Come e perché è nato Ammostro

Ammostro nasce dalla condivisione dei saperi di sei artigiane, Maria, sarta modellista, Carla, Roberta e Candida, orafe, Silvia, scenografa e illustratrice, Claudia, esperta nella lavorazione del cuoio e designer. Insieme hanno deciso di unire le proprie competenze per dare vita a oggetti che si facciano veicolo di un racconto che affonda le proprie radici nel territorio tarantino e nelle sue persone.

 

Fare comunità a partire dal legame col territorio

Il lavoro di Ammostro si fonda, quindi, sul pensiero che le radici e la memoria costituiscano le fondamenta dell’identità di una comunità. Ed è proprio il voler ripartire da un sentire comune l’elemento distintivo dell’attività del collettivo. Taranto vanta, infatti, elementi architettonici dai quali prendere ispirazione: le antefisse, le maschere apotropaiche, protettive e benefiche. Nella Città Vecchia, nascoste tra i vicoli, si possono trovare le opere d’arte di strada che colorano gli angoli quasi sempre abbandonati. In questa città, l’arte diventa un’alternativa allo stato di degrado e di abbandono, uno strumento per conoscere, per apprendere, per applicare metodi, per imparare i mestieri, per fare comunità.

I temi delle collezioni di Ammostro sono legati al patrimonio naturale, vegetale e animale del Mar Piccolo di Taranto e a quello storico, come i tappeti musivi, presenti al Museo Archeologico di Taranto, il Marta.
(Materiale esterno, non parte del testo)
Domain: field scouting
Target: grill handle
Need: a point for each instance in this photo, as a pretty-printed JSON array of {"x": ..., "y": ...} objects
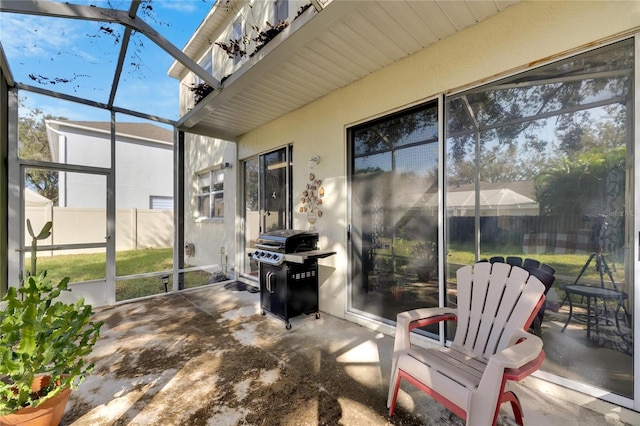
[{"x": 269, "y": 276}]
Parte dell’attività di Ammostro è anche legata allo sviluppo di tecniche innovative: allo studio e alla ricerca dei pigmenti estratti dalle piante tintoree autoctone tarantine e alla sperimentazione di materiali e inchiostri naturali per la serigrafia. Un lavoro che parte dall’estrazione dei pigmenti fino alla confezione e vendita del manufatto finale.

 

Diffusione del sapere artigianale, contaminazione e creazione di reti

Oltre all’attività di produzione, Ammostro realizza anche corsi di formazione e workshop sulla tecnica serigrafica, la tintura naturale e la rilegatura manuale di taccuini, organizzati nella loro sede di via Costantinopoli, un capannone nell’antica zona artigianale di Porta Napoli, tra la Città Vecchia e il quartiere Tamburi, inaugurato nel 2018. I laboratori di Ammostro sono spesso organizzati in collaborazione con altre realtà creative locali e non, in un’ottica di condivisione di competenze, di contaminazione di tecniche e arti diverse e di creazione di rete tra artigiani di diversi settori.